Between June and September, BQI biologists perform compliance checks to make sure the enrolled habitat meets contract specifications and is maintained. This helps ensure the program gets the most bang out of the conservation buck.

During compliance checks, biologists record occurrences of quail, sparrows, songbirds and rabbits flushed or heard. Biologists also monitor control fields that are representative of customary intensive farming techniques. Comparison of these data shows BQI practices result in positive impacts for quail and a host of nongame species that inhabit early successional habitats.

From 2005 to 2008, the average number of quail per BQI field vs. control field was 1.8 and 0.5, respectively. Cumulative wildlife use by nongame species was measured by totaling the average number of sparrow and songbird species recorded for each field. The cumulative wildlife value per BQI and control field was 9.3 and 2.4, respectively, for 2005-2008.

Biologists have recorded an array of nongame species using BQI habitats. Birds seen or heard during summer monitoring include indigo bunting, blue grosbeak, painted bunting, red-winged blackbird, grackle, brown-headed cowbird, northern cardinal, eastern kingbird, ground dove, ruby-throated hummingbird, eastern meadowlark, Bachman's sparrow, grasshopper sparrow and field sparrow. Cool-season encounters include purple finches, goldfinches, bluebirds, white-throated sparrows, chipping sparrows, white-crowned sparrows, dark-eyed juncos and rufous-sided towhees. Also, these weedy habitats provide good hunting grounds for timber and eastern diamond rattlesnakes, king snakes, coachwhips, black rat snakes, eastern fence lizards, and northern harriers and Cooper's, sharp-shinned, and red-tailed hawks.

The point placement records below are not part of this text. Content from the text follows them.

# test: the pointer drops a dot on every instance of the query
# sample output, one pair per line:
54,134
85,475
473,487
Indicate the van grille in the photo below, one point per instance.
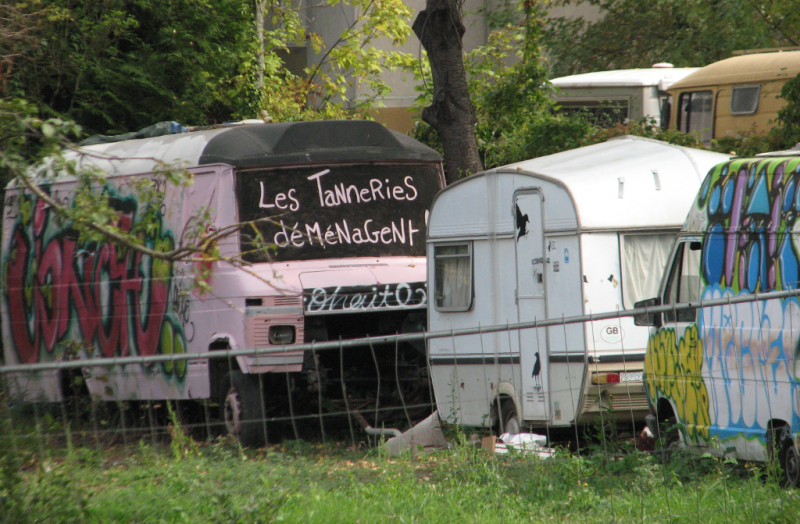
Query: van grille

In southwest focus area, gopher tortoises and their burrows have even been spotted in the early successional habitats BQI affords. 

Another bonus: Heavily thinned pine stands respond with a diverse flush of vegetation from the increased sunlight and two- to three-year prescribed burning regimen. For example, a pine stand enrolled in 2007 had an understory comprised of dogfennel, common ragweed and panicledleaf ticktrefoil. The following summer, after a heavy thin during the winter opened up the overstory for sunlight to reach the forest floor, the understory contained common ragweed, panicledleaf ticktrefoil, partridge pea, spurred butterfly pea, goats rue, false indigo, other forbs and a mixture of native warm-season grasses. The occurrence of that species of false indigo marked the farthest west in Georgia it has been documented. Ultimately, the goal of the heavy thinning and frequent fire regimen is the restoration of the pine savanna habitat, which is listed as a priority in Georgia's State Wildlife Action Plan.

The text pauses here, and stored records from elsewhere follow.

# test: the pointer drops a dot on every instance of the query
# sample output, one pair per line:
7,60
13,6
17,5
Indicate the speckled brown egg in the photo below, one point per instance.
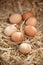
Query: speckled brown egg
30,30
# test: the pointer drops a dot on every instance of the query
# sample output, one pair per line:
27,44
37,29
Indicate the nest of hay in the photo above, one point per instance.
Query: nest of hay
9,54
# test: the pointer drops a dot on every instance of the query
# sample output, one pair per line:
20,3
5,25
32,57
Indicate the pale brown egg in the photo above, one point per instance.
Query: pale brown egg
15,18
27,14
31,21
30,30
10,29
17,37
25,48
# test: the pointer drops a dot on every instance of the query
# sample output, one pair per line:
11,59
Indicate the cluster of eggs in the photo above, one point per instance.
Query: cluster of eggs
29,29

Insects and pollinators are also found in BQI habitats, providing the foundation for the prey populations on which quail and many nongame wildlife species depend. Pollinators also are a boon for crops and produce.

BQI has generated many other benefits for wildlife conservation including leveraged funding for management and research; youth quota quail hunts; and, increased educational outreach regarding the decline and effective restoration techniques for this guild of species. Additionally, BQI biologists have provided technical assistance from site visits to developing management plans for more than 800 landowners across more than 600,000 acres since the programs inception. The continued focus is increasing and maintaining early successional and grassland/forb habitat.

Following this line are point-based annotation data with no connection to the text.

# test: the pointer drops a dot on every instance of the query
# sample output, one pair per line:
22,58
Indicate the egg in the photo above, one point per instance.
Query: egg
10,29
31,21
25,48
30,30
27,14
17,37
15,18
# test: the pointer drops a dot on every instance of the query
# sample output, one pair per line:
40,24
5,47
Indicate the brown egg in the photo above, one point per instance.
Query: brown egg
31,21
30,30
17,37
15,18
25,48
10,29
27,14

A 2004 cooperator survey indicated high customer satisfaction and a strong perception that BQI practices have improved bobwhite and songbird populations, as well as the environmental condition on cooperator farms. A frequent comment from landowners is they have started hearing quail in parts of their farm where quail had not been heard in years or even decades.

After eight years, BQI has proven two things: This guild of species can be increased on working farms and pine stands, and adequate levels of economic incentives and qualified technical staff are essential for success.

BQI is marketed to landowners as a program for quail restoration, but there is no doubt it will continue to provide significant benefits for nongame species.